Joachim Löw ist maximal zufrieden
Um seinen Stammplatz muss sich Müller also keine Gedanken machen. Niemand würde je fordern, ihn auf die Bank zu setzen. "Seit 2010 ging es in seiner Fussballerkarriere ständig bergauf. Jetzt hat er eine Phase, wo er nicht trifft. Dennoch bin ich mit ihm maximal zufrieden", wird Bundestrainer
Dieses Vertrauen ist für einen Stürmer bekanntermassen wichtig. Muss ein Torjäger fürchten, nach der nächsten vergebenen Chance auf der Bank zu landen, verkrampft er im Kopf. Ein Fussballer würde beginnen, vor dem gegnerischen Tor zu viel nachzudenken – und erst recht nicht mehr treffen.

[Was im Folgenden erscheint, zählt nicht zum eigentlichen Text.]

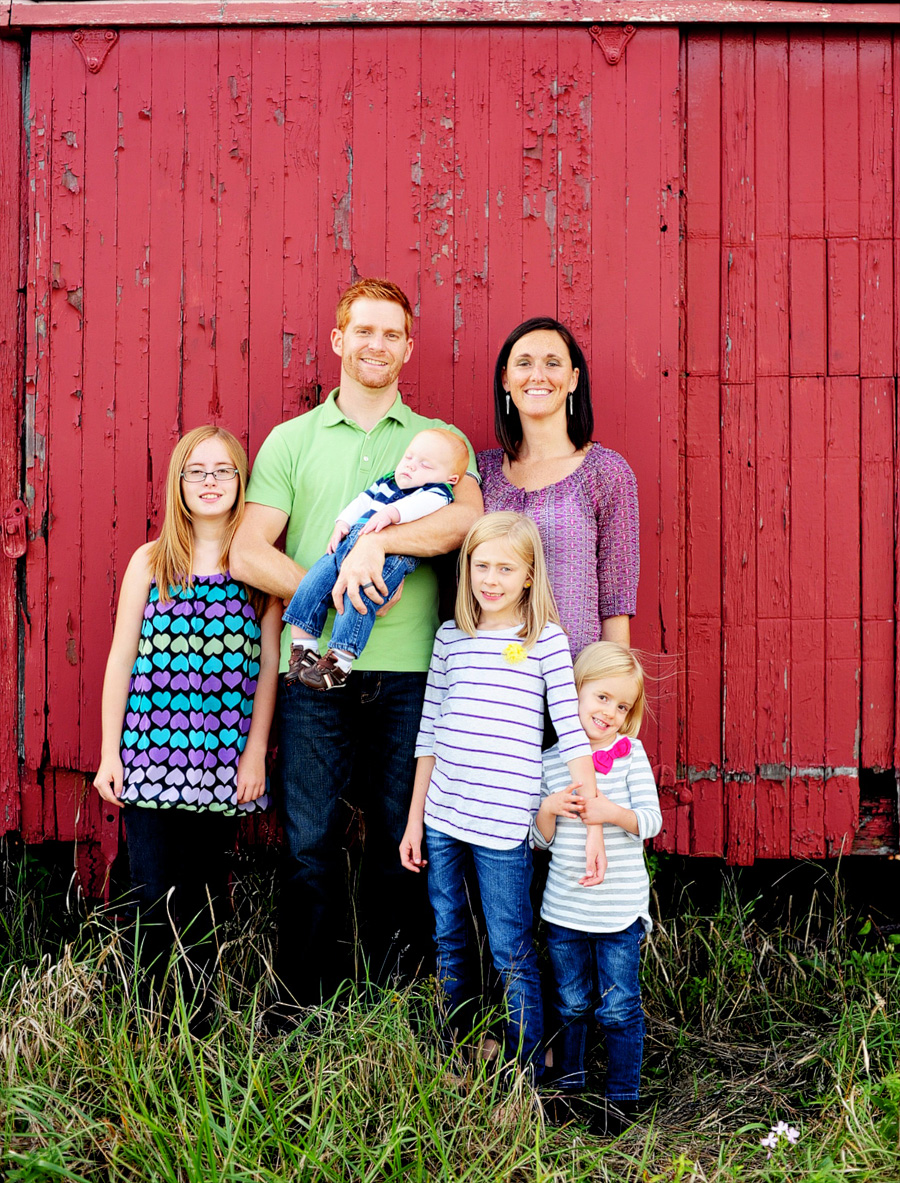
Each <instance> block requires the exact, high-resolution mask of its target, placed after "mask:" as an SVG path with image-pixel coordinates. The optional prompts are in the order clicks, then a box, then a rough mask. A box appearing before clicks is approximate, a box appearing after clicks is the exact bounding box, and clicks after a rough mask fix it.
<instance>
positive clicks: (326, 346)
mask: <svg viewBox="0 0 900 1183" xmlns="http://www.w3.org/2000/svg"><path fill="white" fill-rule="evenodd" d="M319 69H320V71H322V72H320V77H319V80H318V85H319V111H320V118H319V206H318V216H319V221H318V244H317V253H316V266H317V270H318V287H319V318H318V325H317V329H318V338H317V340H318V348H317V353H318V356H319V364H320V371H322V375H323V382H324V387H323V392H322V393H323V396H324V395H326V394H328V392H329V390H330V389H331V388H332V386H336V384H337V382H336V381H335V379H336V375H337V364H338V363H337V360H336V358H335V355H334V353H332V351H331V330H332V329H334V327H335V325H334V321H335V305H336V304H337V298H338V296H339V295H341V292H342V291H343V290H344V287H347V286H348V284H350V283H352V282H354V280H355V279H357V278H358V273H357V272H356V269H355V267H354V261H352V251H351V246H350V211H351V205H352V199H354V164H352V123H354V121H352V85H354V34H352V32H350V31H349V30H344V28H329V30H323V31H322V32H320V34H319Z"/></svg>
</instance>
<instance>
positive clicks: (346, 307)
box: [335, 279, 413, 337]
mask: <svg viewBox="0 0 900 1183" xmlns="http://www.w3.org/2000/svg"><path fill="white" fill-rule="evenodd" d="M357 299H387V300H390V303H391V304H400V306H401V308H402V309H403V317H404V318H406V330H407V336H408V337H412V335H413V309H412V305H410V303H409V300H408V299H407V295H406V292H404V291H403V290H402V287H397V285H396V284H391V282H390V280H389V279H357V280H356V283H355V284H351V285H350V286H349V287H348V289H347V291H345V292H344V293H343V295H342V297H341V299H339V300H338V302H337V312H336V313H335V323H336V324H337V327H338V329H341V331H342V332H343V330H344V329H345V328H347V327H348V324H349V323H350V305H351V304H352V303H354V300H357Z"/></svg>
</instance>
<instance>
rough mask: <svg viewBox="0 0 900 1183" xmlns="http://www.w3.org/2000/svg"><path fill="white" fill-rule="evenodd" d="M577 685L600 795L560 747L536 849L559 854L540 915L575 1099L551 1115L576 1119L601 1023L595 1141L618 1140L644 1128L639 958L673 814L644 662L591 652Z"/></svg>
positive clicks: (565, 1064) (552, 866) (553, 861)
mask: <svg viewBox="0 0 900 1183" xmlns="http://www.w3.org/2000/svg"><path fill="white" fill-rule="evenodd" d="M575 685H576V686H577V689H578V717H580V720H581V725H582V728H583V730H584V735H585V738H587V739H588V742H589V743H590V748H591V752H593V761H594V768H595V770H596V774H597V790H598V791H597V795H596V797H594V799H593V800H590V801H587V800H584V797H583V796H582V795H580V794H575V795H572V793H571V786H570V783H569V781H570V777H569V772H568V770H566V768H565V764H564V763H563V758H562V756H561V752H559V750H558V748H551V749H549V750H548V751H545V752H544V777H543V783H542V788H540V791H542V797H543V800H542V802H540V809H539V810H538V814H537V817H536V820H535V827H533V838H535V845H536V846H540V847H544V848H548V847H549V849H550V852H551V862H550V872H549V875H548V881H546V888H545V891H544V899H543V904H542V907H540V916H542V918H543V919H544V920H545V922H546V925H548V949H549V951H550V961H551V964H552V968H553V980H555V1000H553V1001H555V1010H556V1022H555V1027H556V1030H555V1034H553V1040H552V1047H553V1074H555V1077H556V1081H557V1085H558V1087H559V1090H561V1092H562V1093H563V1094H564V1095H563V1104H562V1105H561V1104H556V1105H552V1104H551V1105H550V1106H549V1107H550V1111H551V1117H557V1118H559V1117H562V1118H565V1117H568V1116H569V1106H568V1104H565V1100H566V1099H568V1098H571V1097H572V1095H574V1094H577V1093H580V1092H581V1091H582V1090H583V1088H584V1085H585V1077H584V1052H585V1045H587V1037H588V1030H589V1026H590V1021H591V1019H596V1021H597V1023H598V1024H600V1027H601V1029H602V1030H603V1034H604V1037H606V1045H607V1061H608V1068H607V1082H606V1104H604V1105H603V1106H602V1107H601V1108H596V1107H595V1108H593V1110H591V1111H589V1114H588V1116H589V1119H590V1120H591V1124H593V1126H594V1130H595V1132H597V1133H607V1132H608V1133H619V1132H621V1131H622V1130H623V1129H624V1127H626V1126H627V1125H629V1124H630V1123H632V1120H633V1119H634V1117H635V1114H636V1107H637V1098H639V1094H640V1079H641V1060H642V1055H643V1030H645V1023H643V1009H642V1007H641V990H640V981H639V968H640V948H641V940H642V939H643V937H645V933H647V932H649V931H650V927H652V922H650V914H649V891H650V885H649V878H648V875H647V868H646V866H645V861H643V842H645V840H646V839H648V838H653V836H654V835H655V834H658V833H659V832H660V827H661V826H662V815H661V813H660V806H659V797H658V795H656V786H655V783H654V780H653V772H652V770H650V765H649V762H648V759H647V754H646V752H645V750H643V745H642V744H641V741H640V739H639V738H637V732H639V731H640V728H641V719H642V717H643V710H645V675H643V670H642V667H641V662H640V660H639V659H637V657H636V654H635V653H634V652H633V651H630V649H626V648H623V647H622V646H620V645H616V644H614V642H613V641H598V642H597V644H595V645H589V646H588V647H587V648H585V649H583V651H582V653H580V654H578V658H577V660H576V662H575ZM583 822H587V823H588V825H587V826H585V825H583ZM595 829H602V830H603V832H604V835H606V851H607V858H608V860H609V862H608V867H607V873H606V877H604V879H603V883H602V884H596V885H593V886H589V887H587V888H583V887H581V886H580V877H581V866H582V864H583V859H584V843H585V835H589V834H590V833H591V832H593V830H595ZM555 1110H556V1112H555Z"/></svg>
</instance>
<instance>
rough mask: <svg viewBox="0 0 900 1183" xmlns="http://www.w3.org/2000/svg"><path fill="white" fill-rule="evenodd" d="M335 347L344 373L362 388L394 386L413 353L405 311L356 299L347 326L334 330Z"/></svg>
mask: <svg viewBox="0 0 900 1183" xmlns="http://www.w3.org/2000/svg"><path fill="white" fill-rule="evenodd" d="M331 348H332V349H334V350H335V353H336V354H337V355H338V356H339V357H341V367H342V369H343V371H344V374H347V376H348V377H350V379H352V380H354V381H355V382H357V383H358V384H360V386H361V387H364V388H367V389H370V390H383V389H384V388H386V387H389V386H393V383H394V382H396V380H397V377H399V376H400V371H401V369H402V368H403V366H404V364H406V362H407V361H408V360H409V355H410V354H412V351H413V342H412V340H410V337H408V336H407V330H406V316H404V313H403V309H402V308H401V306H400V304H395V303H394V302H393V300H387V299H370V298H368V297H361V298H360V299H356V300H354V303H352V304H351V305H350V319H349V321H348V323H347V325H345V327H344V328H343V329H332V330H331Z"/></svg>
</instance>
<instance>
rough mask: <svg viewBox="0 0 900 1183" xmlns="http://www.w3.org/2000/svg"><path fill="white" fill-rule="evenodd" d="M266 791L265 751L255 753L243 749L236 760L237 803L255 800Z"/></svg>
mask: <svg viewBox="0 0 900 1183" xmlns="http://www.w3.org/2000/svg"><path fill="white" fill-rule="evenodd" d="M265 791H266V757H265V752H264V754H261V755H255V754H254V752H250V751H248V749H247V748H245V749H244V751H242V754H241V757H240V759H239V761H238V804H244V803H245V802H247V801H255V800H257V797H261V796H263V794H264V793H265Z"/></svg>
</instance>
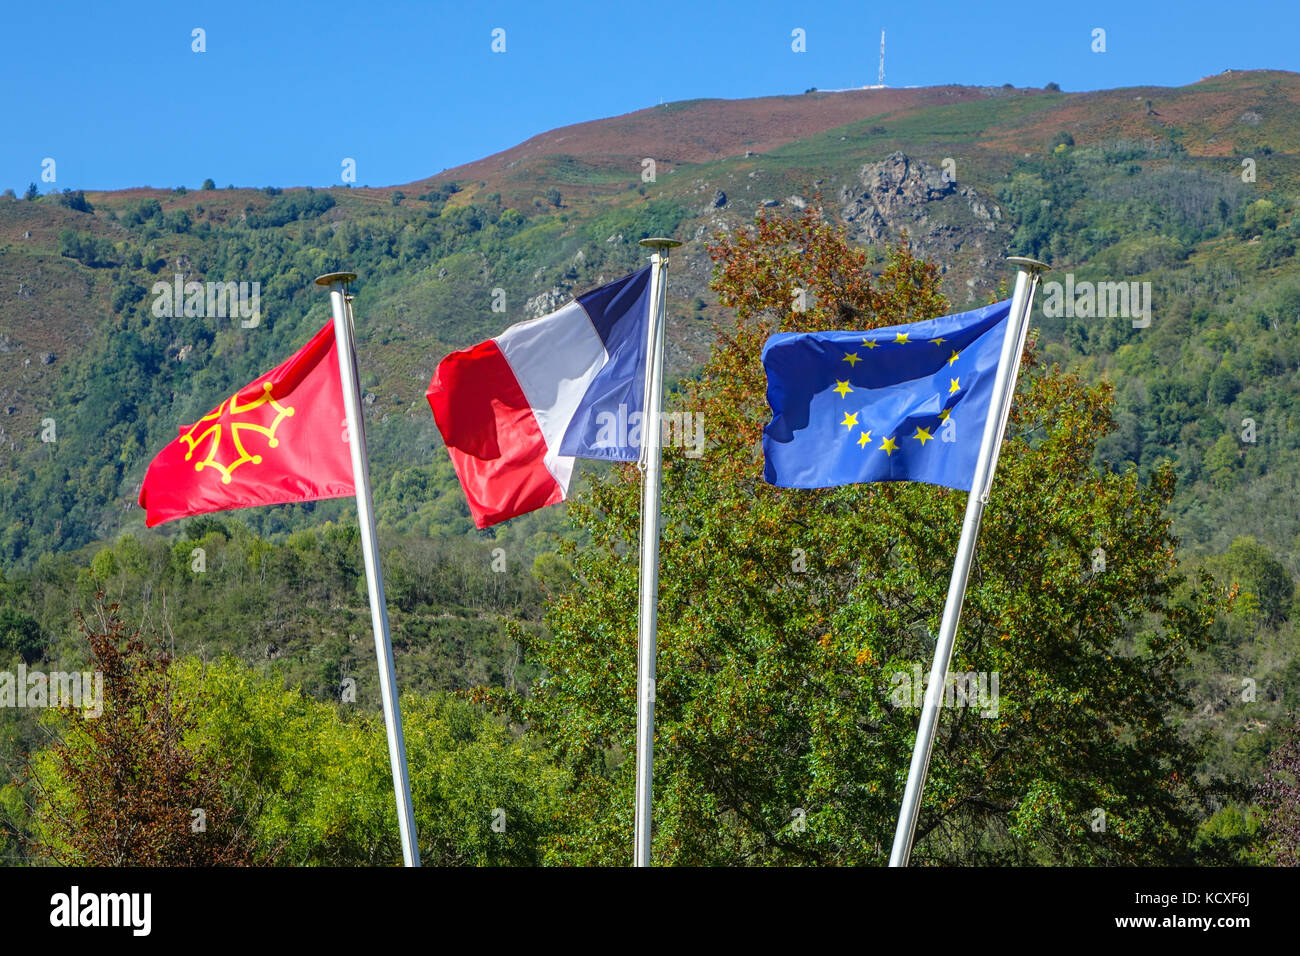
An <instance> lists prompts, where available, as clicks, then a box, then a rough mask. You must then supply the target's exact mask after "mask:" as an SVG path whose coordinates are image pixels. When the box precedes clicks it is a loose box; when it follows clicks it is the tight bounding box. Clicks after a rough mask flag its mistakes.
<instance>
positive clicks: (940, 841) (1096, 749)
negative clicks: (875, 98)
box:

Dass die Torlosigkeit bei Thomas Müller zu Anspannungen führt, war bislang nicht festzustellen. Man muss nur einmal schauen, welch gute Laune er ausstrahlt, wenn er im Spielertunnel auf den Einlauf wartet. Grinsend steht er da, scherzt mit Mitspielern und Schiedsrichter. Fast könne man glauben, er würde gleich in den Urlaub fahren – und kein wichtiges Länderspiel vor einem Millionenpublikum bestreiten.
Müller weiss, dass er auch ohne Tore ein wichtiger Bestandteil des Sturms ist. Der 26-Jährige gehört zu den weltweit am meist gefürchteten Torjägern. Verteidiger haben immer einen Blick auf ihn, laufen die teilweise unkonventionellen Laufwege mit und decken ihn bestmöglich. Das schafft Räume für die Mitspieler. Löw sagt: "Seine Laufwege verwirren den Gegner und bringen uns Optionen. Das macht ihn so wertvoll für uns."
Grosse Gegner liegen Müller
Möglicherweise platzt nun, wo es gegen die grossen Fussball-Nationen geht, bei Thomas Müller endlich der Knoten. Im Viertelfinale am Samstag wartet Italien, im Halbfinale möglicherweise Frankreich. Grosse Gegner in grossen Spielen liegen ihm. Bei der WM 2014 traf er dreifach gegen Portugal, bei der WM 2010 doppelt gegen England.
Gegen die Italiener spielte er bereits viermal, unter anderem im EM-Halbfinale 2012. Getroffen hat er gegen die Südeuropäer bislang nicht, immerhin aber zwei Tore vorbereitet. Die italienische Abwehr gilt mit ihrer Dreierkette, die aus eingespielten Verteidigern von Juventus Turin besteht, als schwer überwindbar.
"Dabei ist es nicht so, dass Italien keine Chancen zugelassen hätte oder eine unbezwingbare, bombensichere Defensive stellt", sagt Müller in der Sport Bild. "Die EM hat gezeigt: Es ist jede Abwehr verwundbar, auch die italienische."
Diese kessen Worte beweisen, dass Thomas Müller nichts an Selbstvertrauen oder Lockerheit verloren hat. Jetzt muss er nur noch sein erstes Tor bei einer EM erzielen. Dann wäre er wieder ganz der Alte.